# What load is everyone using this year?



## colorcountrygunner (Oct 6, 2009)

It's interesting to me to see what everyone else is shooting. Those of you who have read some of my older threads from this year have seen that I was looking for the ultimate reach out and touch 'em load. However, all this time the thought of shooting a hulking bore sized chunk of lead out of the .54 has always appealed to me for some reason and I went that route instead.

I went out yesterday and started shooting the great plains 425 grain conical out of my .54 caliber knight inline and it shot them fantastic! It shot them much better than the Barnes expanders I had been shooting previously. I thought that I would really be sacrificing some downrange trajectory with these bullets but I was hitting targets at 125 and 150 with very minimal drop! Not only do they shoot well but any critter from mice up to moose will be in a world of trouble if they are standing in front of that 425 grain full bore-sized .54 caliber monster coming at them! I have no lack of confidence that I wont have enough knock down power, even on something like an elk. All this and I can buy these dang things here in town $10 for a box of 20! I'm pretty excited about shooting these if you can't tell!

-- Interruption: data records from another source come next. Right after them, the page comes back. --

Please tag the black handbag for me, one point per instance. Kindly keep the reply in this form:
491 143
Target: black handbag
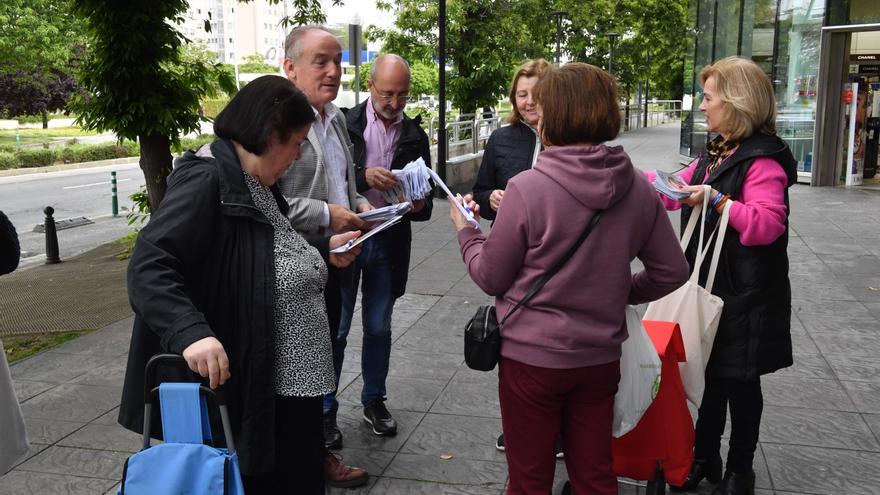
482 334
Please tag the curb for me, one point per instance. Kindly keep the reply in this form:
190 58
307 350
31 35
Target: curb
68 166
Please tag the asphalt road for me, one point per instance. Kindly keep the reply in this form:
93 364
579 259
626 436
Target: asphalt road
73 193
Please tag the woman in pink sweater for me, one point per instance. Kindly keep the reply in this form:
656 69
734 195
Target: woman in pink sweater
560 353
750 167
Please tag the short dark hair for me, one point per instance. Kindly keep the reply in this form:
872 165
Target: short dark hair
578 105
267 106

What are the rest of you shooting?


----------



## Bears Butt (Sep 12, 2007)

I've been shooting that bullet for close to 20 years, my rifle pushes them best with 90 grains of ffg blackpowder. Anything less or more even by 5 grains and they don't pattern real well, but I'll tell you from experience, they KNOCK the crap out of deer. I have not had the opportunity to shoot an elk with one, but they have the power!


----------



## ultramagfan2000 (Nov 27, 2009)

When I had a 54 Cal Remington 700ml the 425 grain Great Plains with 90 grains of Goex FFg shot awesome. I killed many deer with it each time it was like they were struck by lightning. I had some problems that required me to send it to Remington. Sadly I got back a 50 Cal with a note saying they no longer made a 54 Cal. The 50 just isn't the same.


----------



## colorcountrygunner (Oct 6, 2009)

I forgot to mention the powder charge guys and I'm using the same as what both of you said, 90 grains. It's shooting really well! I used to hunt with a .50 cal shooting 350 grain maxi hunters and had fairly good results but I'm really looking forward to trying out these bigger .54 caliber sledge hammers!


----------



## utahgolf (Sep 8, 2007)

no idea now, I was shooting 130 grains of triple 7 in pellets with a 250 grain barnes tez spitfire. but I had a horrible range day. Now thinking of 100 grains of pyrodex with 250 grain hornady sst.


----------



## colorcountrygunner (Oct 6, 2009)

utahgolf said:


> no idea now, I was shooting 130 grains of triple 7 in pellets with a 250 grain barnes tez spitfire. but I had a horrible range day. *Now thinking of 100 grains of pyrodex with 250 grain hornady sst.*


This was my load last year and it shot great out of a Knight T-bolt. Hopefully you find something that works good soon!


----------



## ridgetop (Sep 13, 2007)

I'm shooting the 250 grain (low drag) Hornady sst w/ 100 grains of loose 777 out of a 50 cal. Knight BK 92.


----------



## Bo0YaA (Sep 29, 2008)

I to am shooting the 250gr Hornady sst low drag but I'm using 110gr of BH209 out of my Thompson Encore.


----------



## DallanC (Jan 13, 2009)

I'm still using 240grn XTP's over 90 grns Pyro RS. It is just flat out is the most accurate load I've tried. Eventually, when I finish off my box of XTP's I will switch over to SST's... but at 1 bullet per year per deer... thats going to be a while. 

For Elk I use 300grn XTPs over 110 grns of Pyro RS.


-DallanC


----------



## waspocrew (Nov 26, 2011)

I'm shooting a 300 Gr. Traditions Smackdown (Hornady SST) over 100 grns of T7. I've got pretty good results and I'm sure it'll knock a deer off its feet.


----------



## bullsnot (Aug 10, 2010)

I'm shooting 300 gr SST's pushed by 100 gr of 777 pellets.


----------



## klbzdad (Apr 3, 2012)

250 grain t/c shockwave with 100 grain T7 pellets


----------



## Uni (Dec 5, 2010)

klbzdad said:


> 250 grain t/c shockwave with 100 grain T7 pellets


I'm using the same load in my triumph.


----------



## Fishracer (Mar 2, 2009)

245gr power belt 100gr pyrodex pellets.


----------